When a Data Center Disaster Strikes

When a Data Center Disaster Strikes


when-a-data-center-disaster-strikes Having a disaster recovery plan to deal with an unexpected IT infrastructure calamity is a significant focus in the data center industry, but what constitutes a data center disaster? Which major organizations have suffered these disasters? What is the potential for financial damage if a data center disaster occurs? How do we mitigate the damage when they do occur?

We asked these questions and more as part of our series of interviews on data center topics with Jeff Gilmer of Excipio Consulting. Additionally, Jeff will help define the differences between disaster recovery, business continuity, and emergency management. As Jeff shares his experience in preparing dozens of enterprises and government agencies for data center disasters you’ll have a better understanding as to what preparations are required to enable your organization to bounce back quickly when disaster strikes.

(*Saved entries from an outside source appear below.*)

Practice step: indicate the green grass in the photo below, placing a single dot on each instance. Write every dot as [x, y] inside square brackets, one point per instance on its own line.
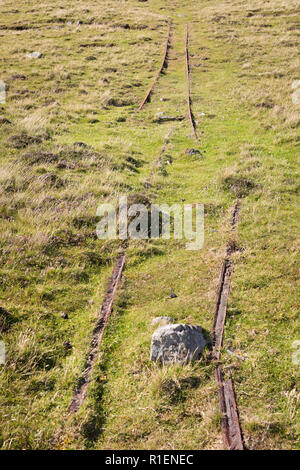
[51, 262]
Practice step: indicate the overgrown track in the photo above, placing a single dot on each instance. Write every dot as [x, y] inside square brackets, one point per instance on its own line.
[188, 76]
[232, 435]
[221, 307]
[106, 309]
[163, 65]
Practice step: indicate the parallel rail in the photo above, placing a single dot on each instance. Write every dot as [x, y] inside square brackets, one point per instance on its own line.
[188, 77]
[106, 309]
[231, 429]
[161, 68]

The audio of this interview can be listened in the player above and the full transcript of the discussion is below.


Kevin O’Neill, Data Center Spotlight: This is Kevin O’Neill with Data Center Spotlight, and we are here today with Jeff Gilmer, senior partner at Excipio Consulting. This is part of our continuing series of discussions with Jeff about various issues in the data center, cloud computing, and overall IT infrastructure world. Jeff, good to be with you again today.

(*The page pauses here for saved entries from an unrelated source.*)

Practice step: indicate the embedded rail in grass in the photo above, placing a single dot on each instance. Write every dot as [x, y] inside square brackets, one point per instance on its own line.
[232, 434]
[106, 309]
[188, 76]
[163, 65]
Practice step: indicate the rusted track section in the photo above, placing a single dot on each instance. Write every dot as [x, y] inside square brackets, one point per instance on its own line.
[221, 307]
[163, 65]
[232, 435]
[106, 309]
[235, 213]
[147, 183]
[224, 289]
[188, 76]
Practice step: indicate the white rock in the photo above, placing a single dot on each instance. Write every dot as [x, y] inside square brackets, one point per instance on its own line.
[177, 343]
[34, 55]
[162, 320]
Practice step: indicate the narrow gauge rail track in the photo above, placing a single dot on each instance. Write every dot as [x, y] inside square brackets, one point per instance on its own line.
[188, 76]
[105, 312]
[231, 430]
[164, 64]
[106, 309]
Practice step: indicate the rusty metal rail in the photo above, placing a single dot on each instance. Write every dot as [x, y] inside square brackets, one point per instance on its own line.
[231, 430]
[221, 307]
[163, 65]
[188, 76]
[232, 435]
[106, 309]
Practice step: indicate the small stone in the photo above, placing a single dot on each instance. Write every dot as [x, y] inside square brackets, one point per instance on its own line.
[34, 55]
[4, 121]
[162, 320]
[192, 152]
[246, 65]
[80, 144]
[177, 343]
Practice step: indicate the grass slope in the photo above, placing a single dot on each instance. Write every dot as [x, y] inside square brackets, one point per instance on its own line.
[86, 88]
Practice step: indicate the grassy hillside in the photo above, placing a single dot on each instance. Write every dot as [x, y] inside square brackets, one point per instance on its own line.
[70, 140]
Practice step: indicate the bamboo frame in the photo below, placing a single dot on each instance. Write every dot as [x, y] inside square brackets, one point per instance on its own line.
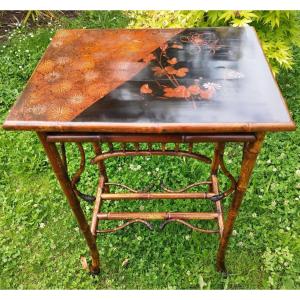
[252, 143]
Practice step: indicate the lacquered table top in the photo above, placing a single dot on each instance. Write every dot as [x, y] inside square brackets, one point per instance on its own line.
[173, 80]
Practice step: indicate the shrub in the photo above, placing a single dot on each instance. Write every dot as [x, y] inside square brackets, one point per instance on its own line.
[277, 30]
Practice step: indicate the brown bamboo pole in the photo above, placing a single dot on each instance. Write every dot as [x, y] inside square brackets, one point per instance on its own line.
[101, 165]
[141, 196]
[157, 215]
[97, 206]
[60, 172]
[251, 151]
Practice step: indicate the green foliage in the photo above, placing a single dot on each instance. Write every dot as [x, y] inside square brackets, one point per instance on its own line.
[36, 15]
[277, 30]
[40, 244]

Jeff Gilmer, Excipio Consulting: Yes, thank you, Kevin, good morning.

Data Center Spotlight: Jeff, today’s topic, will your data center emergency go as planned? Now, Jeff, we talk about disaster recovery, which is DR, quite a bit in the data center world. Now, I’ve got a simple question for you. What constitutes a data center disaster?

Jeff Gilmer: Well, that’s always an interesting question, Kevin. We get asked that frequently, there’s a wide range of things that make up a disaster. People always think of oh, it’s a major issue where we’ve got a hurricane, or we’ve got an earthquake, or we’ve got a tornado, or a fire, or something that completely destroys the data center, but in reality, the most common disasters within the data center are really more single applications, or single services that have been lost, whether it’s something through cyberattacks that we see today, whether it’s through equipment failures, whether it’s just a pure lack of ability to recover, they do a patch or an upgrade, and they can’t go back to a version, or they can’t reinstitute what they had prior, and actually the most common one is human error, making an error within the data center, patching, upgrading, making a migration, updating the network connectivity, any of those issues can cause a disaster within the data center itself.

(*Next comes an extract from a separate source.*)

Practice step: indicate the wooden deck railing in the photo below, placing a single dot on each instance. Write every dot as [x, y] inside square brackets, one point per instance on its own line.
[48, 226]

Data Center Spotlight: Well, we know a lot of people do have problems in their data center, and I guess some level of disaster is tough to avoid in the data center world, and I know you’re not someone who’s looking to kick a company or organization when they’re down, Jeff, but do you have any recent examples of the impact to an organization from a data center disaster?

Jeff Gilmer: Sure, there’s a lot of them that have been publicly produced for organizations, people like Google, Amazon, NASDAQ, Microsoft, they need to publish these, being a public company, if they have an issue. So, some examples, one organization was down for five minutes, and all their services went down, and in that five minutes of time, they had over $500,000 in claims and damages, just from a five-minute loss, is one example. Then you take and extrapolate that out, another company had a situation where they could not access their data center, their clients could not access their data center for just under an hour, actually, I think it was 49 or 50 minutes’ time, and they lost over $5 million combined between costs, between claims of some of their clients who were losing revenue. So, it can be significant, I mean, just a few minutes can accumulate to a significant amount of time with any of these particular entities.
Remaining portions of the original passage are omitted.